O professor de direito constitucional da Universidade do Estado do Rio de Janeiro (UERJ) e da Fundação Getúlio Vargas (FGV), Wallace Corbo, fez uma análise parecida e sinalizou que uma eventual aprovação implicaria no desvio do poder Legislativo.
“O poder Legislativo para burlar a proteção à democracia está anistiando crimes contra a democracia”, pontuou Corbo.
Segundo ele, o projeto de lei viola até mesmo os direitos humanos. “O direito humano aqui é o próprio direito humano à democracia que esses atos tentaram derrubar. Então, sem dúvida um projeto desse tipo, ele não é compatível com a Constituição de 1988”, argumentou o professor.
O advogado e cientista política Nauê Bernando lembra que cabe a Suprema Corte guardar a Constituição e que ela já declarou que a anistia é inconstitucional. Portanto, qualquer medida nesse sentido será declarada inconstitucional pelo STF.
“O que teria que acontecer em uma democracia constitucional seria ou demonstrar efetivamente que houve uma mudança que justifique isso, ou não tomar tal medida, pois ela soaria apenas como uso eleitoreiro de um instrumento muito importante, a anistia, para enfrentar ou enfraquecer outra instituição”, afirmou Bernardo.

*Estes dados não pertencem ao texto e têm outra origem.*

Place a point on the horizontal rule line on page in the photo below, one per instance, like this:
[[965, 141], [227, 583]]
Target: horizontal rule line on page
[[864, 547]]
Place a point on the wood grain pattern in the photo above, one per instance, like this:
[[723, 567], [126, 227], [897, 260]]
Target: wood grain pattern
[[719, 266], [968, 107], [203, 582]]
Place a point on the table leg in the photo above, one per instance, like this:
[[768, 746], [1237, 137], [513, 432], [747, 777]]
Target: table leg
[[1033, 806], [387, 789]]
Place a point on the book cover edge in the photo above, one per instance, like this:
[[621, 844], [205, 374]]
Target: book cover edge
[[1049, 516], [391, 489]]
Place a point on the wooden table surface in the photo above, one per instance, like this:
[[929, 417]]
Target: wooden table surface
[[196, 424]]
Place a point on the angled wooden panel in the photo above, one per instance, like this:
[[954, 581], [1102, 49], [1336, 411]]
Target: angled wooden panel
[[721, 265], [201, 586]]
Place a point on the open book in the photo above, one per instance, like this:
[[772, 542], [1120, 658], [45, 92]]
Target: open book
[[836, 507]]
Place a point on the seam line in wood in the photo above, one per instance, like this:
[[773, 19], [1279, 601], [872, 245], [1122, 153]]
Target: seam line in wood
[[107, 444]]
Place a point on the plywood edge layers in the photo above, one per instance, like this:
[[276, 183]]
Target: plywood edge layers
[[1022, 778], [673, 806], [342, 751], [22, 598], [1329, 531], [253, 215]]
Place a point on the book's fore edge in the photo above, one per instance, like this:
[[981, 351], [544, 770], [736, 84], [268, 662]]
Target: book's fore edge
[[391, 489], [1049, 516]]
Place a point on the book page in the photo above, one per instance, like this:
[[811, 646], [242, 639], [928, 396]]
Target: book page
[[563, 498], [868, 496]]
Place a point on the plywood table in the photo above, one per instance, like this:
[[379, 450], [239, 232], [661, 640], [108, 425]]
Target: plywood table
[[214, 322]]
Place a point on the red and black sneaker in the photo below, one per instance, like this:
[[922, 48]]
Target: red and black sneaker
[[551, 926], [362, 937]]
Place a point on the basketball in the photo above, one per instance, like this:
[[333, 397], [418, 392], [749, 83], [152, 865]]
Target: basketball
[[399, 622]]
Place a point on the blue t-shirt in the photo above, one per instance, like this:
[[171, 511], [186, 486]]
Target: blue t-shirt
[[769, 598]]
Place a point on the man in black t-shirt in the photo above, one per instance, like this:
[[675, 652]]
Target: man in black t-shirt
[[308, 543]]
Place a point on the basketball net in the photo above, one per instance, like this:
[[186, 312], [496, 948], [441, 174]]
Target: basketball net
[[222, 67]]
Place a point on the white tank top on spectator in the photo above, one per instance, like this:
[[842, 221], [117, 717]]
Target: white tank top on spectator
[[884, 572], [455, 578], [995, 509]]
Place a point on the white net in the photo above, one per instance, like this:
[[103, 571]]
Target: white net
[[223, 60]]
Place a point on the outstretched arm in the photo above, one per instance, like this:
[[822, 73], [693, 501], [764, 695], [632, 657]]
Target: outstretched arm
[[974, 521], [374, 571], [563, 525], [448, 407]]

“Portanto, da forma como isso está agora, estamos falando de um ato claramente inconstitucional, que tem o único fito de enfrentar a Suprema Corte”, prosseguiu o especialista.
Interesse público
Advogado e doutor em direito constitucional pela UERJ, Ademar Borges, mencionou que a Câmara tem competência para aprovar uma lei de anistia, mas a anistia não pode incidir sobre esse tipo de crime.
“O STF decidiu que é inconstitucional a anistia dada às pessoas que cometem crimes contra o Estado Democrático de Direito. Sendo assim, o perdão para esse tipo de crime seria inconstitucional”, sinalizou.
O advogado criminalista André Perecmanis, também professor de direito na Pontifícia Universidade Católica do Rio de Janeiro (PUC-RJ), chama a atenção para o interesse público do instrumento da anistia.
Segundo ele, não se trata de um ato de mera vontade política do Congresso para atender a uma vontade partidária.
Ele explica que para se admitir como válida uma anistia, nesse caso, não poderia abrir um precedente.
“O Congresso se colocaria acima do Judiciário, outro precedente perigosíssimo. Anistia é um instrumento previsto na Constituição, mas a aplicação nesse caso é inconstitucional”, reforça Perecmanis.